You should track your trading costs over time and refine where you execute trades based on measured realized spread and fees.
When to prefer DEX vs CEX for low-cost trading
You should choose the venue based on pair and size:
- For BTC and ETH spot large trades: CEXs usually have lower effective cost and deeper liquidity.
- For stablecoin-to-stablecoin swaps: Curve and other AMMs often give you near-zero spread, especially on-chain after gas costs are considered.
- For token swaps on the same chain with good liquidity: Uniswap v3 or aggregator-routed swaps can be competitive.
- For privacy or avoiding KYC: Expect higher effective cost and slippage on DEXs, plus unpredictable gas fees.
Consider both on-chain fee environments and the precise liquidity available for your token.

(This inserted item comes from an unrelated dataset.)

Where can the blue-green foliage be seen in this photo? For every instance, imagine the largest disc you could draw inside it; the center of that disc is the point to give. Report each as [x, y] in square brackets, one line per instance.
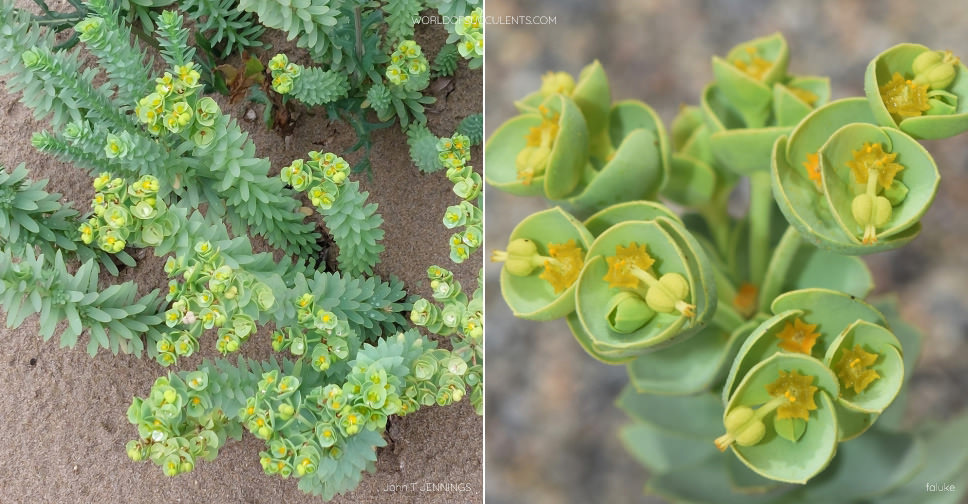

Monitoring and measuring execution quality
You should establish a monitoring routine:
- Capture actual fill prices versus mid-price to compute realized spread.
- Track fees and withdrawal costs over a month to estimate average cost per trade.
- Use exchange-specific analytics (where available) for fee rebates and maker/taker outcomes.
- For institutional volumes, consider execution algorithms or splitting orders across venues to reduce impact.
Quantifying your costs helps you choose the best destination for each type of trade.
Final thoughts and a trader’s checklist
You want the tightest spreads, but you should also prioritize safety, liquidity, and predictable costs. Big global exchanges often deliver the narrowest spreads for major pairs; regional platforms can be competitive for local fiat pairs but may come with variability.
Quick checklist for trading with low spreads:
- Check live order book depth for your trade size.
- Prefer major pairs (BTC, ETH, top stablecoins) for tight spreads.
- Use limit orders and maker rebates when possible.
- Consider OTC for large trades.
- Use DEX aggregators for stablecoin swaps on-chain.
- Monitor realized costs (spread + fees + withdrawal) and adjust venue accordingly.
- Keep an eye on regulatory and operational risks in your region.
If you follow these steps, you’ll be better positioned to minimize spreads and trade more efficiently in both global and Latin American markets.